El contenido del libro responde desde luego a esos ideales. Sin embargo, en la parte dedicada a las figuras históricas, Seró Sabaté dejaba deslizar a una verdaderamente chocante y que lleva a pensar que en la II República española había ciertas incoherencias ideológicas entre sus admiradores y sostenedores que facilitaron la labor a aquellos que abominaban de ella. Como los parafascistas de la CEDA y, especialmente, sus juventudes de las JAP, los falangistas, los monárquicos o los carlistas.

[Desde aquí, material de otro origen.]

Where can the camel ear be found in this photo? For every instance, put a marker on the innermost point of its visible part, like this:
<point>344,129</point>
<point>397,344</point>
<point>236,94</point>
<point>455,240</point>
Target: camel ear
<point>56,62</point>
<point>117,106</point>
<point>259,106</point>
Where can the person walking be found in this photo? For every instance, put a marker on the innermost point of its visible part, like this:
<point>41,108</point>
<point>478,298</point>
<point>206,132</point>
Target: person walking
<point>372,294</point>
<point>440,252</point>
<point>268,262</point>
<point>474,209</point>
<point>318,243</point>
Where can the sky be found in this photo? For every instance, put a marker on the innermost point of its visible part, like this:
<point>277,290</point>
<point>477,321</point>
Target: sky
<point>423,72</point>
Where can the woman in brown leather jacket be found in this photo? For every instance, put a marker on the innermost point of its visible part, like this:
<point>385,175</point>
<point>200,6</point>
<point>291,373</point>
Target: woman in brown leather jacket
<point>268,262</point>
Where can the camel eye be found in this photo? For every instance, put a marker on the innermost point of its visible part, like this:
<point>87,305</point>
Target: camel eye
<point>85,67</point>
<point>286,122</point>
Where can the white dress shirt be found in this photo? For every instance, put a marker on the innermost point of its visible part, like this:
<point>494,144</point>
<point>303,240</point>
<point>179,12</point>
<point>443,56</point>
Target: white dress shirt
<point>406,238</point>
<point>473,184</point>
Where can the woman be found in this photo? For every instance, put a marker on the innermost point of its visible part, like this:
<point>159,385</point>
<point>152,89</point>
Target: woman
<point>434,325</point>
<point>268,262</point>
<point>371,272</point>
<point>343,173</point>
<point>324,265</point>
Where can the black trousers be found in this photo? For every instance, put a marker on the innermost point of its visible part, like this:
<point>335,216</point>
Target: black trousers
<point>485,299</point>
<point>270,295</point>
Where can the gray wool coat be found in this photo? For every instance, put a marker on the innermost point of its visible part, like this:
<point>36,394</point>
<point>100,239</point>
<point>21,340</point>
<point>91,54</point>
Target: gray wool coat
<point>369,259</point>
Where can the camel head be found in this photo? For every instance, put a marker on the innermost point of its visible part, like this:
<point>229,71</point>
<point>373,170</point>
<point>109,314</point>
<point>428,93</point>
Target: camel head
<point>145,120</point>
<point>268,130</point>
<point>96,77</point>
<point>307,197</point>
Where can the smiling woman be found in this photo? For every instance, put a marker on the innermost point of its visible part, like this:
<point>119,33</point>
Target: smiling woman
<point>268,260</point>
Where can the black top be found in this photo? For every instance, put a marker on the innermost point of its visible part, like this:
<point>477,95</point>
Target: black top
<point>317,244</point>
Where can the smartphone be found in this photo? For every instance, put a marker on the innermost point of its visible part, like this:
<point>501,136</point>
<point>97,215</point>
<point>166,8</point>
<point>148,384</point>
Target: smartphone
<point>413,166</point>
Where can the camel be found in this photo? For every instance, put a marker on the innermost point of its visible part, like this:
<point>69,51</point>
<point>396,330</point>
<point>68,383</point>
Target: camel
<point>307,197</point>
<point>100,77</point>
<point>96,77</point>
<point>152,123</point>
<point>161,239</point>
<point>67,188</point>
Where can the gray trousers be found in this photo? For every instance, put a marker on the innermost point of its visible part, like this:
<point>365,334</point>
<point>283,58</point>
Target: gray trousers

De otro modo es difícil explicar que en las páginas de “El niño republicano”, junto a verdaderos libertadores, precursores de las hoy llamadas democracias plenas como el general George Washington, se pidiera admiración para una figura tan dictatorial como la de Oliver Cromwell… Seró Sabaté, en efecto, describía al futuro dictador de Inglaterra a mediados del siglo XVII como “alma, verbo y brazo de la Revolución inglesa” y un verdadero héroe, en definitiva, frente al rey Carlos I, presentado, a todas luces, como el único villano de esa historia.
Esta sorprendente -y simplificada- interpretación de los hechos, culminaba ocultando hechos tan significativos como que Cromwell destruyó finalmente las instituciones parlamentarias por las que había luchado y se proclamó, en la práctica, dictador -teocrático por añadidura- de un régimen, el Protectorado, en el que no se soportó la más mínima discrepancia y que acabó en lo que ni siquiera el simpatizante texto de Seró Sabaté puede ocultar: es decir, una restauración monárquica a manos del disoluto pero tremendamente humano -y por eso mismo más tolerable- Carlos II Estuardo.
Absurdos planteamientos históricos como ese realmente inducen a pensar que la II República española contenía en sí las semillas de su propia autodestrucción, pues sus libros de texto exaltaban a un cruel tirano que, en definitiva, abolió toda clase de libertad en Inglaterra. Empezando por las instituciones parlamentarias y siguiendo por los numerosos grupos religioso-políticos que habían prosperado con el enfrentamiento contra el despotismo de Carlos I Estuardo.
Una verdadera lástima, esa tendencia autodestructiva, errática, equivocada ideológicamente, de la II República, a la vista de que, aun a la luz de todos los defectos de aquel régimen, lo que fue impuesto a sangre y fuego desde 1939 nunca pudo ser, ni de lejos, mejor que aquella gran ilusión española iniciada un 14 de abril de 1931.